"Ah," said Lord Ickenham. "The vet wishes to speak to me. Yes, vet?" This seemed to puzzle the cerise bloke a bit.
"I thought you said this chap was your son."
"If I had a son," said Lord Ickenham, a little hurt, "he would be a good deal better-looking than that. No, this is the local veterinary surgeon. I may have said I looked on him as a son. Perhaps that was what confused you."
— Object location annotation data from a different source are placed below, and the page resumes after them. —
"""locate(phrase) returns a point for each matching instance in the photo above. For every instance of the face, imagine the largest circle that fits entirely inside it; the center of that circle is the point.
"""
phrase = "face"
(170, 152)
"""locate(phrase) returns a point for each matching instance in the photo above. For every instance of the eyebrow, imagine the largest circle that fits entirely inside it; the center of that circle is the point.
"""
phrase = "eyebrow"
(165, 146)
He shifted across to Pongo and twiddled his hands enquiringly. Pongo gaped at him, and it was not until one of the hands caught him smartly in the lower reps that he remembered he was deaf and started to twiddle back. Considering that he wasn't supposed to be dumb, I can't see why he should have twiddled, but no doubt there are moments when twiddling is about all a fellow feels himself equal to. For what seemed to him at least ten hours Pongo had been undergoing great mental stress, and one can't blame him for not being chatty. Anyway, be that as it may, he twiddled.
"I cannot quite understand what he says," announced Lord Ickenham at length, "because he sprained a finger this morning and that makes him stammer. But I gather he wishes to have a word with me in private. Possibly my parrot has got something the matter with it which he is reluctdant to mention even in sign language in front of a young unmarried girl. You know what parrots are. We will step outside."